PW: “Yes, but with the caveat above that it must not be a knee-jerk reaction. We and other parts of the financial services industry have highlighted this and similar issues for many years. It is perhaps a pity that it has to wait for a high-profile celebrity campaigner to pick up the mantle to try to make the regulator, and the government, finally take notice.
“That said, it doesn’t really matter who voices the issue as long as it is heard. We are on the same side as the campaigners in wanting change, but it is not a simple process to resolve. Greater flexibility in the treatment and presentation of prescribed content of statutory notices is needed to bring useful change.
“If the law and the regulator continue to oblige the creditor to follow a particular path, it would be a nonsense to criticise the industry for doing what it is told it has to do.”
“Current legislation simply does not allow for formal notices that are flexible or dynamic enough, despite CSA members’ attempts to manage the way they are read, to provide meaningful information to a customer and to address any vulnerabilities throughout the life cycle of a debt.
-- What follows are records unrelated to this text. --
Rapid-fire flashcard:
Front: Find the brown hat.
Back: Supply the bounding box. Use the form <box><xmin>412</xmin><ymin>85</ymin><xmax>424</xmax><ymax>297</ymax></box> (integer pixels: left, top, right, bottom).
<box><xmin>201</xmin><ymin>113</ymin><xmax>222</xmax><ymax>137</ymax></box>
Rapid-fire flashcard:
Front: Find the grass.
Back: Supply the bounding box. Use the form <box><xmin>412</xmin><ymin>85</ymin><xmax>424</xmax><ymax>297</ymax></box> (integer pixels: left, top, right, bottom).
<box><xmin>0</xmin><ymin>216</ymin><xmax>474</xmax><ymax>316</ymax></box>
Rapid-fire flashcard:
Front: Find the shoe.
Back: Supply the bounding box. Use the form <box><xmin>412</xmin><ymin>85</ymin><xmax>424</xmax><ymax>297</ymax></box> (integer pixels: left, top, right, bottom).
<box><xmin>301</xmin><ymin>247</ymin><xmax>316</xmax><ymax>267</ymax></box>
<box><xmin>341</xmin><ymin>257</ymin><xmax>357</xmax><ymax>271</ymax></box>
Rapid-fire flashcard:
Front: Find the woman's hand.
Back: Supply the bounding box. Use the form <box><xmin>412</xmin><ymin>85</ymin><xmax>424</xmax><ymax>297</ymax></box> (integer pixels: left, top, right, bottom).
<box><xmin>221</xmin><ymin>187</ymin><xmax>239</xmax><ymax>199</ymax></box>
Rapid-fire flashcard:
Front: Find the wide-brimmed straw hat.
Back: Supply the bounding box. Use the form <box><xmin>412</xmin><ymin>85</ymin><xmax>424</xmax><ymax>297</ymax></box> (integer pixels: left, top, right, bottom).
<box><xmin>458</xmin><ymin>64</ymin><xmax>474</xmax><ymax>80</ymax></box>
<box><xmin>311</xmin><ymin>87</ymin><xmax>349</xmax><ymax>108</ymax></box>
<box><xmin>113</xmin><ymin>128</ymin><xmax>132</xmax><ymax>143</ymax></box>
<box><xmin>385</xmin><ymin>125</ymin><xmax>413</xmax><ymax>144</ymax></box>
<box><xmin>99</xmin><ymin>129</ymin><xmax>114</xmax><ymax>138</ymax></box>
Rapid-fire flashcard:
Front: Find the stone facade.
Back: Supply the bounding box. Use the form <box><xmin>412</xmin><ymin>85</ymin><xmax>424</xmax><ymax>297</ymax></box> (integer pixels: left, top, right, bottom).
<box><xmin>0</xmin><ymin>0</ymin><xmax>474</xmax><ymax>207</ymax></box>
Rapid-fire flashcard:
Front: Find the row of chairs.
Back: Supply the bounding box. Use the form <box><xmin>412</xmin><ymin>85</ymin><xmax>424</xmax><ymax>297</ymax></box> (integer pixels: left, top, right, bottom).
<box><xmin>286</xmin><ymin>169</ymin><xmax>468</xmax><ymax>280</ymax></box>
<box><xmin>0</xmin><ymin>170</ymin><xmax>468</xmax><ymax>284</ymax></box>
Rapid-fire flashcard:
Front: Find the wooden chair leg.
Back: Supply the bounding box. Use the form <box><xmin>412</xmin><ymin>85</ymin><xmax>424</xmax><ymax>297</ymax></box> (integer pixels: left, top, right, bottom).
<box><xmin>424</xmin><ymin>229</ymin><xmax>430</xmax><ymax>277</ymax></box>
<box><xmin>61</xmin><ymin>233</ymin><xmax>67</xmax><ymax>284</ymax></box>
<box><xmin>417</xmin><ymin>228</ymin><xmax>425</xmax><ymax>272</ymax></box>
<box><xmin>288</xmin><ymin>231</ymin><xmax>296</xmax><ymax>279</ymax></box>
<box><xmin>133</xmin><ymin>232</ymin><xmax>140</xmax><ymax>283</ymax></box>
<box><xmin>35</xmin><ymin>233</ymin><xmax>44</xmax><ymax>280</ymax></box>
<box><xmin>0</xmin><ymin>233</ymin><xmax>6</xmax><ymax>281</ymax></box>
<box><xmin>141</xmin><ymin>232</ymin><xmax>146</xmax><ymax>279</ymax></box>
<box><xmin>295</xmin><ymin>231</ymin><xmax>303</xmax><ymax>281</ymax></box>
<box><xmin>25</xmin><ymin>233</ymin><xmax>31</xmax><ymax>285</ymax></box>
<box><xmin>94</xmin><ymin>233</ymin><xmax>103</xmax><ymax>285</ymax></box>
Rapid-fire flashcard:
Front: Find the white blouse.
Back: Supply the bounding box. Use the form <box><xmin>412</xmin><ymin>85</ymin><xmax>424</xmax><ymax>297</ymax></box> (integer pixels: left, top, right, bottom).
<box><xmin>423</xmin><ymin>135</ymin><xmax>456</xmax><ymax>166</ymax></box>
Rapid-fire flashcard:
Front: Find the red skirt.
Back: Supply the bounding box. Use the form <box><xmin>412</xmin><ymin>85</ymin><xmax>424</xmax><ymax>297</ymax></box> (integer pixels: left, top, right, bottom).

It is pleasing to see the new campaign targeting the regulator and the government, because change will require primary legislation.
“We will happily support the debt advice sector and other stakeholders in seeking a reasoned approach to making the changes that are really needed.”
The FCA’s view
While not issuing a response from an executive, the FCA provided background information on the requirements for default notices, stating that they’re only required to be sent out when the relationship between the lender and customer has broken down, and when the lender intends to take any of the steps listed in section 87 of the CCA, such as enforcing the agreement or repossessing goods where there has been default.
According to the FCA, it follows that lenders can control when and if they send out a default notice. If customers require additional forbearance at the end of a deferred payment period, the FCA would not expect lenders to send out a default notice.
Therefore, according to the FCA’s information, it is not the case that lenders are forced by law to send a default notice to anyone they consider to be in arrears in this period, even if they have been granted a payment holiday.
Lenders will however still be required to send out arrears notices to provide information to customers as to their level of contractual arrears, which includes information about sources of debt advice. Firms can add additional text to give further context when payment arrangements are in place, according to the FCA.
The FCA explains what firms can do in this situation in paras 2.62-2.71 in FS20/3, which makes the point that these communications can be tailored to reduce the chance of confusion
As for the content of default notices and arrears notices, this is set out in legislation, “which is a matter for government”, according to the regulator.